Phone hacking suspect arrested

 

Detectives investigating phone hacking and police bribery at defunct British tabloid the News of the World on Tuesday arrested the newspaper's former managing editor, police and British media said.

He is the latest in a string of executives to be questioned about wrongdoing at the Rupert Murdoch-owned newspaper.

The Metropolitan Police said a 71-year-old man had been arrested by appointment on Tuesday morning at a London police station. They did not name him in keeping with the British police practice of not identifying suspects who have not been charged.

Sky News, which is 39 percent owned by Murdoch's News Corp, identified him as former News of the World managing editor Stuart Kuttner, who was managing editor of the News of the World for 22 years until he resigned in July 2009, taking charge of its finances and acting as the public face of the paper, which closed last month amid the hacking scandal.

The man was questioned on suspicion of conspiring to intercept communications, phone hacking and on suspicion of corruption, which relates to claims that journalists bribed police officers for information. He was released on bail a few hours later pending further questioning later this month, police said.

Police have so far arrested 11 people since launching a new hacking probe in January, including Murdoch's former British newspaper chief Rebekah Brooks and Andy Coulson, an ex-News of the World editor who went on to be Prime Minister David Cameron's communications chief.

Coulson was the paper's editor when royal reporter Clive Goodman and private investigator Glenn Mulcaire were arrested and jailed in 2007 for hacking the phones of royal staff.
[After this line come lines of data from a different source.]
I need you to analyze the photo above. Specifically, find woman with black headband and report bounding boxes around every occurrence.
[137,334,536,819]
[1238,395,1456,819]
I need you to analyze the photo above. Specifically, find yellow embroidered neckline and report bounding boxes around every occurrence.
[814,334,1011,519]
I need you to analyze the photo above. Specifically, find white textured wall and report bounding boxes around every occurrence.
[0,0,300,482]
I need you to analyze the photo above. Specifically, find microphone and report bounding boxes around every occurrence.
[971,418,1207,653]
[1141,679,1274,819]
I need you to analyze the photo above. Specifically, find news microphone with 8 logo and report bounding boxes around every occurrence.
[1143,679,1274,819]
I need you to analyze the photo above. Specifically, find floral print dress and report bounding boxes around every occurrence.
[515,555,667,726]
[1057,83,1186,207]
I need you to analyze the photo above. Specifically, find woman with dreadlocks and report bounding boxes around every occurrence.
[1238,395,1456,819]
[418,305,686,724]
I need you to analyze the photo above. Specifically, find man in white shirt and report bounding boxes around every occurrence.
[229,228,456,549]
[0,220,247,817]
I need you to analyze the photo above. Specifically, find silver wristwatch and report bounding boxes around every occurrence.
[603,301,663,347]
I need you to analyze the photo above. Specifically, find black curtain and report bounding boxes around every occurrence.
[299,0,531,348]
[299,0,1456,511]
The newspaper claimed for years that hacking was limited to those two rogue staff, but had now admitted it was more widespread.

The scandal has sent shock waves through the media baron's global News Corp empire, forcing the resignations of Brooks and top US aide Les Hinton, and prompting the group to drop its bid for British pay-TV giant BSkyB.

It has also triggered the resignation of Britain's most senior police officers amid claims of too-cozy ties between the London force and News International.

Police, who have been criticized for failing to uncover the extent of hacking in their original investigation, are now running parallel inquiries into hacking and police bribery.

Also on Tuesday, comedian Jonathan May-Bowles was jailed at a London court for six weeks after pleading guilty to assaulting Australian-born Murdoch during a parliamentary hearing on phone hacking on July 19.

The 26-year-old, who goes by the stage name of "Jonnie Marbles", splattered the 80-year-old tycoon with a plate of shaving foam.

"You attended with only one objective in mind, which was to disrupt proceedings," said District Judge Daphne Wickham, adding that May-Bowles must serve a minimum of three out of the six weeks.